The workshop is part of the educational programmes of the Kochi Biennale Foundation. The workshops offer meeting grounds for young artists and scholars to work with artists and thinkers from around the world. Previous faculty at the workshop programme include Sarnath Banerjee, Arjun Appadurai, TV Santhosh, Orijit Sen, Sundar Sarukkai and others.
This workshop draws its inspiration from Adajania’s long-term fascination with the structure of the Golghar, a granary built by the British East India Company in 1786 in Patna with the express desire to ‘save’ British soldiers from the frequent famines in Bihar and Bengal — famines caused, in part, by oppressive extraction of revenues from the peasantry. This stupa-like domed 29-metre-high structure, at once imposing, meditative and mysterious, is a reminder of the colonial administration’s audacity: a monument of plunder and pillage built while thousands of subjected Indian natives died from the brutality of colonialism.
How might we redeem the Golghar, as productive metaphor in the cultural sphere, today? In times of crisis, it is not unusual to create a sanctuary, a vault or a vessel to save that which will be useful and carry it into the post-apocalyptic future. The Genesis account offers us the image of Noah’s Ark which saved the animal species from being swallowed up by the Biblical Flood.
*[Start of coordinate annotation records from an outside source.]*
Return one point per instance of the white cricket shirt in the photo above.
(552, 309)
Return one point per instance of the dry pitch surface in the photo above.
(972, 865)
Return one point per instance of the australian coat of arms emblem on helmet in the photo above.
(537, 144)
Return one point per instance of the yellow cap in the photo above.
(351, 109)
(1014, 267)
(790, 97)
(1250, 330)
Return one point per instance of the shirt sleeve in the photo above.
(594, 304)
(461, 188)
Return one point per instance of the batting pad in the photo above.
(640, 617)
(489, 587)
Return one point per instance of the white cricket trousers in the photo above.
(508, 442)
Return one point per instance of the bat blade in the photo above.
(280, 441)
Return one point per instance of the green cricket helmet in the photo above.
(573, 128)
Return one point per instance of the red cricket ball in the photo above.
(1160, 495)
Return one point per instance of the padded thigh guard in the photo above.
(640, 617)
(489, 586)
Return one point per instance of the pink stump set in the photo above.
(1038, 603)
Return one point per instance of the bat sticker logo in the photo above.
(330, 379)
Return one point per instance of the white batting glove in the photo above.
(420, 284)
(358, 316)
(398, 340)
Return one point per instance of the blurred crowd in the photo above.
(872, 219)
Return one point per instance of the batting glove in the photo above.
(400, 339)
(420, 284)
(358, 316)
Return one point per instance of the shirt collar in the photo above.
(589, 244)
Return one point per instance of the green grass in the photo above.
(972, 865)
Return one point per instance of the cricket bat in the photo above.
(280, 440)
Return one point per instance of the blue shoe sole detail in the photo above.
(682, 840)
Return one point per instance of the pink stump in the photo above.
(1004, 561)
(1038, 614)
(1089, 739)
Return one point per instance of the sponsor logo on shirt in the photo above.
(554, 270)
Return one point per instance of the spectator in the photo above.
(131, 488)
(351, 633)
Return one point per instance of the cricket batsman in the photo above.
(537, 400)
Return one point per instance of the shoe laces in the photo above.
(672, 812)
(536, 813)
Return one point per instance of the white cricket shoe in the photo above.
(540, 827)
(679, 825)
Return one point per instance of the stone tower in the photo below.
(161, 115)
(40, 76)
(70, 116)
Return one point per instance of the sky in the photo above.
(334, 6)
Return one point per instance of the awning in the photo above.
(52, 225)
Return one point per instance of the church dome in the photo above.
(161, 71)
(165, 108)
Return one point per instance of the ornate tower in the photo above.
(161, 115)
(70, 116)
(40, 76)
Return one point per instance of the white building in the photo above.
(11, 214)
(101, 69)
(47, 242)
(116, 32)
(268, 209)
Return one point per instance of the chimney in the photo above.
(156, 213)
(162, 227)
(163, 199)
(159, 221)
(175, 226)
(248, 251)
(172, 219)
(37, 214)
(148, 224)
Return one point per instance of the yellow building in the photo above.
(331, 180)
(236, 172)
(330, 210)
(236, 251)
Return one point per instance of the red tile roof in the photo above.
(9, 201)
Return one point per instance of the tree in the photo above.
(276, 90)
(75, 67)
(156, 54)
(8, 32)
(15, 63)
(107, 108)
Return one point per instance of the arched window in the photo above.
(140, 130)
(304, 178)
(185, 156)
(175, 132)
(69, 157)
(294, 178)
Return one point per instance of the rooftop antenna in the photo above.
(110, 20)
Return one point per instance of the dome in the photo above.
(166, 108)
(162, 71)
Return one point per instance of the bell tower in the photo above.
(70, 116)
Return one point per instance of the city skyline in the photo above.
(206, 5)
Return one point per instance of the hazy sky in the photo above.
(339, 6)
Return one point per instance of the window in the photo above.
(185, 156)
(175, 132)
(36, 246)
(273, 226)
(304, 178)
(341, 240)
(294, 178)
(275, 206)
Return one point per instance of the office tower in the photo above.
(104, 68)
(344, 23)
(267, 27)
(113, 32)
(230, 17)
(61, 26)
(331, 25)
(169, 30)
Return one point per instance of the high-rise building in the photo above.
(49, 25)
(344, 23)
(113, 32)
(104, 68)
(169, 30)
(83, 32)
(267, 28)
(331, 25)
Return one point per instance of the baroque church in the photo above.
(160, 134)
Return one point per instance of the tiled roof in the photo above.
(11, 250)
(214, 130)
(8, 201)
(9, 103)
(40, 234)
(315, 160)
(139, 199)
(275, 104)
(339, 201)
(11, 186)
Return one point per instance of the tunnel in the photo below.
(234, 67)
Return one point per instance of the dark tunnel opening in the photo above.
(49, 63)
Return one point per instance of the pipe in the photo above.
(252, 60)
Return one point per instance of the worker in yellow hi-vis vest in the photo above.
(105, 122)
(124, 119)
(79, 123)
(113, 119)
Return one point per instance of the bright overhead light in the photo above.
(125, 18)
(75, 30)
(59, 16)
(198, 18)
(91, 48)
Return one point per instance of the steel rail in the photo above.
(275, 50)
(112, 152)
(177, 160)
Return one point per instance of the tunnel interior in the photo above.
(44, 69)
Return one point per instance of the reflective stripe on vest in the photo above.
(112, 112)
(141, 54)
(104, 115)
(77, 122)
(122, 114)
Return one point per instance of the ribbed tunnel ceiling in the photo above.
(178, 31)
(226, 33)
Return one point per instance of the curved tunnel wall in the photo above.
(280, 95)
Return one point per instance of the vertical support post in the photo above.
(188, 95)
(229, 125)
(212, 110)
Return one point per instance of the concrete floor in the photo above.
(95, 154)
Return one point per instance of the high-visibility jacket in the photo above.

In a more secular, scientific context, we think of the Svalbard Global Seed Vault, which stores seed samples from all over the world as a guarantee of agricultural biodiversity against the threat of monocultural cultivation and species extinction
If there were a cultural famine, what would we secure for the future? This is the invitation to the participants of this workshop. What do they think is worthy of conservation in a post-apocalyptic Golghar? It could be an artefact that is classical or demotic, modern or contemporary. It could be an endangered language, a story or a song, a recipe, a quilt, an extinct seed variety, a technical manual or the Constitution
Each of the participants will present a virtual exhibition complete with exhibits, inventory, mise en scene and didactics. This workshop will encourage peer-to-peer education and take the form of a lively crit. Alongside this practical component, Adajania will offer a course that focuses on the history of exhibition-making: the exhibition as black box, encyclopedia, memory palace, platform for the counter-canon, or zone of disciplinary expansion.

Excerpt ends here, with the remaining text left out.